There is some nuisance in the village with people exercising their dogs on land that isn’t public open space. We’ve had a number of complaints, absolutely justified, from people who have come to put flowers on graves in the churchyard and found that they have to start by clearing off dog mess. I’ve not seen it, but people have been seen leaving the churchyard carrying a ball and a thrower, dog virtuously back on lead. And yet, if the PCC put up signs saying that dogs must be kept on a lead, or kept out altogether, I know that they will be judged officious.
There is a small pightle opposite our front field, which is open to the road – and please excuse my use of a word that’s probably unfamiliar to you, (it means a irregular shaped, roughly triangular piece of land) but it’s a small pleasure to use a rare word in its correct context. It’s probably a couple of acres, and it is let to a local farmer. However, with the number of dogs and their owners who use it, there are lines of bare earth across the field. The other day, a sign was put up asking people to keep off, as a forage crop is being grown. I suspect the farmer means grass.
We’ve also had people sending their dogs through our hedge on to our fields, which are used for grazing or cut for hay (as a gift to the farmer, we’re glad to keep it cropped) and surely, if you have a dog, you should take responsibility for exercising it without being too idle to walk an extra quarter of a mile first. It’s not that there is a shortage of places, there’s miles of open land about, both on the marshes (which doesn’t imply that they are marshy, they are the occasional flood plain for the network of waterways around here) and on the Common, a mile and a half away.

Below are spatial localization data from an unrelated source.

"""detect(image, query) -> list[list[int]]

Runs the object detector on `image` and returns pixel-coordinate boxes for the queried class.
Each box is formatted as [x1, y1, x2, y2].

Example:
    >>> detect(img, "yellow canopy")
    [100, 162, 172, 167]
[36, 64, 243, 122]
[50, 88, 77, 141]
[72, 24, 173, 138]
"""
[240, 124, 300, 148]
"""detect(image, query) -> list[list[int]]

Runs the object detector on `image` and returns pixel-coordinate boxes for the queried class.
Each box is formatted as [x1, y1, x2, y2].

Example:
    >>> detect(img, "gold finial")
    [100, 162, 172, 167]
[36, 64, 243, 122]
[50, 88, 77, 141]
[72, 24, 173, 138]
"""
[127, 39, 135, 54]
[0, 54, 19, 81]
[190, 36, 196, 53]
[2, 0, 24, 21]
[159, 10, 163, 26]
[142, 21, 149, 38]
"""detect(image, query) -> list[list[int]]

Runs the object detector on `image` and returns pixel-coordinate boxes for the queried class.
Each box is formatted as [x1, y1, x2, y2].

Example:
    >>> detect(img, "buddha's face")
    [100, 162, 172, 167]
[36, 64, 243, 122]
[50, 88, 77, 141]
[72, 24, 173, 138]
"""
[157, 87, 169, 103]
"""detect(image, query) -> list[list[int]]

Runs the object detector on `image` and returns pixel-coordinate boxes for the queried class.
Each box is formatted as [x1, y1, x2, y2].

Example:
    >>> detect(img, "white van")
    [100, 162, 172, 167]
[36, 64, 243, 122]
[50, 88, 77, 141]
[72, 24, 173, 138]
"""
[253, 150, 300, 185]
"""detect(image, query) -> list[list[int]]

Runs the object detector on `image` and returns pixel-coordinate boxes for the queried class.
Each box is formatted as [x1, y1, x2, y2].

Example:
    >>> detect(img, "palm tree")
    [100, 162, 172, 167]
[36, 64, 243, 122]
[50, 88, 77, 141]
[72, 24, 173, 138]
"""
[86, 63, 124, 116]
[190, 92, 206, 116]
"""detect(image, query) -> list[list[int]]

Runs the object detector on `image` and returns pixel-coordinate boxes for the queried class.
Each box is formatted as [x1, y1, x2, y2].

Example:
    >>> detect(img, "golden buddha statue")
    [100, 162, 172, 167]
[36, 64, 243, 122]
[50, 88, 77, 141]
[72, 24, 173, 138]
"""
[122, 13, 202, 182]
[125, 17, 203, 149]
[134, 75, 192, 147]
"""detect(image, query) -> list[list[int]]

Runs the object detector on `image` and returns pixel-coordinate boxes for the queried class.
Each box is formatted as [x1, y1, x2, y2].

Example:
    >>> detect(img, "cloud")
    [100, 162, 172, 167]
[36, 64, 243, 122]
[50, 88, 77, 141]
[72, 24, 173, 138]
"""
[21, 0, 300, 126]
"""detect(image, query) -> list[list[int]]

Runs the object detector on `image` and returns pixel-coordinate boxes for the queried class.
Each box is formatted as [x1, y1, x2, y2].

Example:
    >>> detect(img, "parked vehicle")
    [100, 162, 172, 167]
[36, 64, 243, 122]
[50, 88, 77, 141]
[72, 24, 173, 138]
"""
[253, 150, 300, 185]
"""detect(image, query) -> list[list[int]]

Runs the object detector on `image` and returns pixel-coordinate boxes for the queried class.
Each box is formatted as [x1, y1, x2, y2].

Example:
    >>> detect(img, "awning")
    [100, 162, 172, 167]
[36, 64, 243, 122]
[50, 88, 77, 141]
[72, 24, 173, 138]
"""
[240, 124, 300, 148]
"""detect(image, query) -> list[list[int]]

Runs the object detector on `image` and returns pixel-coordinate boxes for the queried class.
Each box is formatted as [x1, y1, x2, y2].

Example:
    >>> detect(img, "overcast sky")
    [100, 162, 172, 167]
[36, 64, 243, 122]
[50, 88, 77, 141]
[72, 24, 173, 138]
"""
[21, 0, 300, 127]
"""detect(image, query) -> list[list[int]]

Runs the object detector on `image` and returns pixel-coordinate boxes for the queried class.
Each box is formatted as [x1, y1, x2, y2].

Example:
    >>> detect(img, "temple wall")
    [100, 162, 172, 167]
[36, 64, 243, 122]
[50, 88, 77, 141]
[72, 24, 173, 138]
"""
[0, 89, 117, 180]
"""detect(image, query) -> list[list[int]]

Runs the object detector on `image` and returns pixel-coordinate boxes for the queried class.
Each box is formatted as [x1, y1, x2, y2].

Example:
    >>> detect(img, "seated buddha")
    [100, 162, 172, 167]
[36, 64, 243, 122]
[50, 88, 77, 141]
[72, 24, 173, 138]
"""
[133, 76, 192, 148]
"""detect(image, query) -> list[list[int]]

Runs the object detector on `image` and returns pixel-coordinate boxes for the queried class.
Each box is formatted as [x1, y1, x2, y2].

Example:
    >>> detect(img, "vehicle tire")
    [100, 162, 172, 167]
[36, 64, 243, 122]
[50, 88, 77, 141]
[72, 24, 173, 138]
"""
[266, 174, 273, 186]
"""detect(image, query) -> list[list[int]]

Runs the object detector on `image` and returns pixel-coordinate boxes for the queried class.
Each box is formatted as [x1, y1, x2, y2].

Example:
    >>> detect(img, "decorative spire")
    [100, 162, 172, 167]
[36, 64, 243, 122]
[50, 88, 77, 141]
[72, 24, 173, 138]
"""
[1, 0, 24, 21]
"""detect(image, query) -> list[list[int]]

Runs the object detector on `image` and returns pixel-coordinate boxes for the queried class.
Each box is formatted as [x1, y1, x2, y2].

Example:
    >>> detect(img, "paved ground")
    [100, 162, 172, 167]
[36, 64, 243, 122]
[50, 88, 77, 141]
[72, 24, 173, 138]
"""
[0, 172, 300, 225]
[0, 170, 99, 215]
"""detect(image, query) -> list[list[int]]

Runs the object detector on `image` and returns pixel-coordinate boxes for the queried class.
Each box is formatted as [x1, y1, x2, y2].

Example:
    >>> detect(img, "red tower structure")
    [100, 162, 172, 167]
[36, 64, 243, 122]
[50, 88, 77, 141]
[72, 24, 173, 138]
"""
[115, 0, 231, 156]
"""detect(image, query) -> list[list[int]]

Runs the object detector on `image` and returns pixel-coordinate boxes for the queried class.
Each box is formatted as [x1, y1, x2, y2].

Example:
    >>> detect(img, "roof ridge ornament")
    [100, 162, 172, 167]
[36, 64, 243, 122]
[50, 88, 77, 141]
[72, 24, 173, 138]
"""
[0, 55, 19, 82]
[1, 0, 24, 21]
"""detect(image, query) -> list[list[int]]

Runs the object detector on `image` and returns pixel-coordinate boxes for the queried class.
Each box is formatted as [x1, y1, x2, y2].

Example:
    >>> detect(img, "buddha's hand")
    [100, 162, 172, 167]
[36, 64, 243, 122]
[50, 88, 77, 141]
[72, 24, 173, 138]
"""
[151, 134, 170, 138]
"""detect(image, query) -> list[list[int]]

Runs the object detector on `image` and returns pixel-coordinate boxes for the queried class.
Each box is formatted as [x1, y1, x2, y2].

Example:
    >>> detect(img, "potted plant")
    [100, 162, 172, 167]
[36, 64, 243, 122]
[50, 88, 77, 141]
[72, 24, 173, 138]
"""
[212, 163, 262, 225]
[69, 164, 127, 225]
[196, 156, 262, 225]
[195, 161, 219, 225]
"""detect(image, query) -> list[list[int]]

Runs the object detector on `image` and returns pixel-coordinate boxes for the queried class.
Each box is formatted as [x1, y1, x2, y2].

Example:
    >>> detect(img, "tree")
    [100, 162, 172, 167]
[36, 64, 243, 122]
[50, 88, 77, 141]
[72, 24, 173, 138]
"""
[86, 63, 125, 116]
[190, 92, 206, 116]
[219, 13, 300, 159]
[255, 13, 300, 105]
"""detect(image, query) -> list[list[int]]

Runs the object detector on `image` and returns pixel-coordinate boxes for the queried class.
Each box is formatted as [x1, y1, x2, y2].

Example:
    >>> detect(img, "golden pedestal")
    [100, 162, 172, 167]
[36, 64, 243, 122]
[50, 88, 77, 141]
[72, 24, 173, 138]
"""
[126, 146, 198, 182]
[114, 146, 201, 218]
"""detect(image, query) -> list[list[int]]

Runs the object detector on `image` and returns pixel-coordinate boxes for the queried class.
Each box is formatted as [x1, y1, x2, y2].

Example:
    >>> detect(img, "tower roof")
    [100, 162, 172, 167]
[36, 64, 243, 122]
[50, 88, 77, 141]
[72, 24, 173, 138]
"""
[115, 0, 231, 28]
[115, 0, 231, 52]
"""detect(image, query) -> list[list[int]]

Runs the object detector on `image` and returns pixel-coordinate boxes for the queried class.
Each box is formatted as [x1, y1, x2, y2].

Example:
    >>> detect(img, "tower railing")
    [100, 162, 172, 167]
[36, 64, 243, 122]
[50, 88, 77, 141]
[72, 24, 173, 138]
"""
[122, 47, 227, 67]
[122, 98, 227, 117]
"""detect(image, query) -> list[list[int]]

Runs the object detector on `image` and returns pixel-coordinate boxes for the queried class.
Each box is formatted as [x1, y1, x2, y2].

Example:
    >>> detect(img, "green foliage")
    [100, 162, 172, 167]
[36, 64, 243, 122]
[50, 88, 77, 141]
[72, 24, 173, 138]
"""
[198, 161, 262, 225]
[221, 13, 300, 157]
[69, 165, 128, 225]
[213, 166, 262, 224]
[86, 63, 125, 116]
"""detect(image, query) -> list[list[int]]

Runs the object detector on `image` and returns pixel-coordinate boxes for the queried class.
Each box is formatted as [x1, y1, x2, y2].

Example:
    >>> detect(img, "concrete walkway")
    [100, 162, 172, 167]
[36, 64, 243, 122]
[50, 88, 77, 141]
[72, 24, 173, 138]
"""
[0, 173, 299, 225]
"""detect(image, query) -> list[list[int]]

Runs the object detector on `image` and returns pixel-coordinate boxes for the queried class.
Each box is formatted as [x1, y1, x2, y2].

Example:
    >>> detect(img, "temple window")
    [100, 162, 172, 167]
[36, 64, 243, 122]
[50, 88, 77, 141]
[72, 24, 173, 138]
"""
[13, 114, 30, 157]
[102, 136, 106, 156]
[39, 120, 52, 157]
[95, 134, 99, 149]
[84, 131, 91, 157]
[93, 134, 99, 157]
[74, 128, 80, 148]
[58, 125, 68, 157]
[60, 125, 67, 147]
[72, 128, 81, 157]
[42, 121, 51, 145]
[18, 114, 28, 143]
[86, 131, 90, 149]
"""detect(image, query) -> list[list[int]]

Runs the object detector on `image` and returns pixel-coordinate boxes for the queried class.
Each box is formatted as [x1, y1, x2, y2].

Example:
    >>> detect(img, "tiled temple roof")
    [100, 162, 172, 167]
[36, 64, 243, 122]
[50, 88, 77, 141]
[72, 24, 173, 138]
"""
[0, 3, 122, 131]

Mind you, even there, although there is plenty of space, we were told on the Annual Inspection (oh yes, we took part in that) that the majority of dog-walkers wander along the fairways on the golf course. I can imagine little that is more unpleasant than finding your golf ball has landed in a pile of crap, except possibly having to clear it off your late beloved’s grave. Quite apart from the danger to the walker.
I grew up with dogs, and at one time regularly walked all seven of them. During our marriage, we have had four dogs: Simon, Chester, Tilly and Khan. I’ve let them run across grazing marshes and open spaces (not playgrounds or playing fields, obviously) but I’ve never even considered letting them loose on private land. I don’t understand how anyone can think that it’s all right.